A sign/abbreviation for "magister" (was: Re: second attempt)

William_J_G Overington via Unicode unicode at unicode.org
Wed Oct 31 10:45:21 CDT 2018


There was a proposal, in the Bytext Report by Bernard Miller many years ago to introduce arrow parentheses characters, eight of them.

They were stateful, one character to mean that effectively everything following is superscript until told otherwise, and one for everything following is no longer superscript until told otherwise.

There were also pairs for subscript, for the upper limit of an integral and for the the lower limit of an integral and those two latter pairs could also be used with the capital sigma sign used to express the summation of a mathematical series.

Now, I appreciate that the statefulness of those suggested characters may still rule them out for implementation in plain text yet maybe an arrow parenthesis or something like it could be encoded that is like a combining accent character but has the effect of making the one character that it follows be a superscript character, and another similar character for subscripts. That would mean that any Unicode character could be used as a superscript or a subscript in plain text. Maybe another two, or maybe another four, such characters could be added so as to allow the limits of integrals and summations to be expressed in plain text using such a method.

These new characters could have a visible glyph as a fallback display yet not be displayed at all if, as a result of glyph substitution for the two character sequence, a superscript or subscript version of the first character of the two character sequence were displayed. 

William Overington

Wednesday 31 October 2018


----Original message----
>From : unicode at unicode.org
Date : 2018/10/31 - 14:57 (GMTST)
To : unicode at unicode.org
Subject : Re: A sign/abbreviation for "magister" (was: Re: second attempt)

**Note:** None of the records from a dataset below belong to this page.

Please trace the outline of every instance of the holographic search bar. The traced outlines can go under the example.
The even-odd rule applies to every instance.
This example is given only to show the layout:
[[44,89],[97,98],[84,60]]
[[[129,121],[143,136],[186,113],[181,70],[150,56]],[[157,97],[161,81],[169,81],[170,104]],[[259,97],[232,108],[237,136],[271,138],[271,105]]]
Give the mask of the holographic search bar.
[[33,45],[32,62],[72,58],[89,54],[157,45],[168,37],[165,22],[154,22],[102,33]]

On 31/10/2018 at 11:21, Asmus Freytag via Unicode wrote:
>
> On 10/31/2018 2:38 AM, Julian Bradfield via Unicode wrote:
>
> > You could use the various hacks
> > you've discussed, with modifier letters; but that is not "encoding",
> > that is "abusing Unicode to do markup". At least, that's the view I
> > take!
>
> +1

There seems to be a widespread confusion about what is plain text, and what 
Unicode is for. From an US-QWERTY point of view, a current mental representation 
of plain text may be ASCII-only. UK-QWERTY (not extended) adds vowels with acute.
Unicode is granting to every language its plain text representation. If superscript
acts as abbreviation indicator in a given language, this is part of the plain text 
representation of that language. 

So far, so good. The core problem is now to determine whether superscript is 
mandatory, and baseline is fallback, or superscript is optional and decorative, 
and baseline is correct. That may be a matter of opinion, as has been suggested. 
However we know now a list of languages where superscript is mandatory, and 
baseline is fallback. Leaving English alone, these languages on themselves need 
the use of preformatted superscript letters being granted to them by the UTC.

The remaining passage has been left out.